Depois de sofrer traumas permanentes por conta da violência doméstica, as mulheres são obrigadas a passar por mais uma prova até alcançar o direito a uma cirurgia reparadora, que pode devolver parte de sua dignidade.
A fila para o primeiro atendimento com equipe especializada para uma eventual cirurgia reparadora demora até dois anos no Brasil. Para reduzir o tempo para esse atendimento, a SBCP e a TheBridge Global, consultoria especializada em projetos de responsabilidade social com atuação no Brasil e exterior, lançaram o 1º. Programa de Cirurgia Reparadora para Mulheres Vítimas de Violência Doméstica.
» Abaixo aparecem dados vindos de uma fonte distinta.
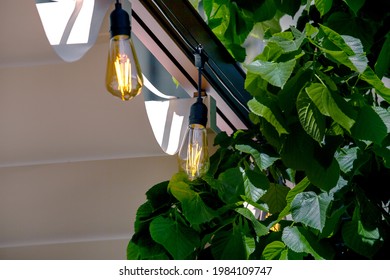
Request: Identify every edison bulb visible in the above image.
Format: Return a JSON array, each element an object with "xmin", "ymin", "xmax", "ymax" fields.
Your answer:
[
  {"xmin": 178, "ymin": 124, "xmax": 210, "ymax": 180},
  {"xmin": 106, "ymin": 35, "xmax": 143, "ymax": 100}
]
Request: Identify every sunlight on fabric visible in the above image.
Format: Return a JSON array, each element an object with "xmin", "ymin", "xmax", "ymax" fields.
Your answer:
[{"xmin": 36, "ymin": 0, "xmax": 95, "ymax": 45}]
O programa, lançado no início de outubro, dá agilidade ao primeiro atendimento às vítimas de violência doméstica que necessitam de algum tipo de cirurgia plástica reparadora na rede pública de saúde. São 11 serviços atendendo nos hospitais da capital paulista, primeira região no país a receber o programa.
Maria da Penha
No Brasil, uma em cada duas mulheres já sofreram algum tipo de violência física, sexual ou abuso praticado por um homem, de acordo com a Secretaria de Políticas para as Mulheres. Dessas, 59% são agredidas diariamente. Em 70% dos casos de violência doméstica, o agressor é o marido ou companheiro da vítima. Atualmente, a mulher vítima de violência doméstica que necessita de cirurgia plástica reparadora chega a aguardar até dois anos para a realização da cirurgia. Esse atendimento é garantido por lei, por meio do PLS 139 de 2010, mas muitas mulheres desconhecem esse direito.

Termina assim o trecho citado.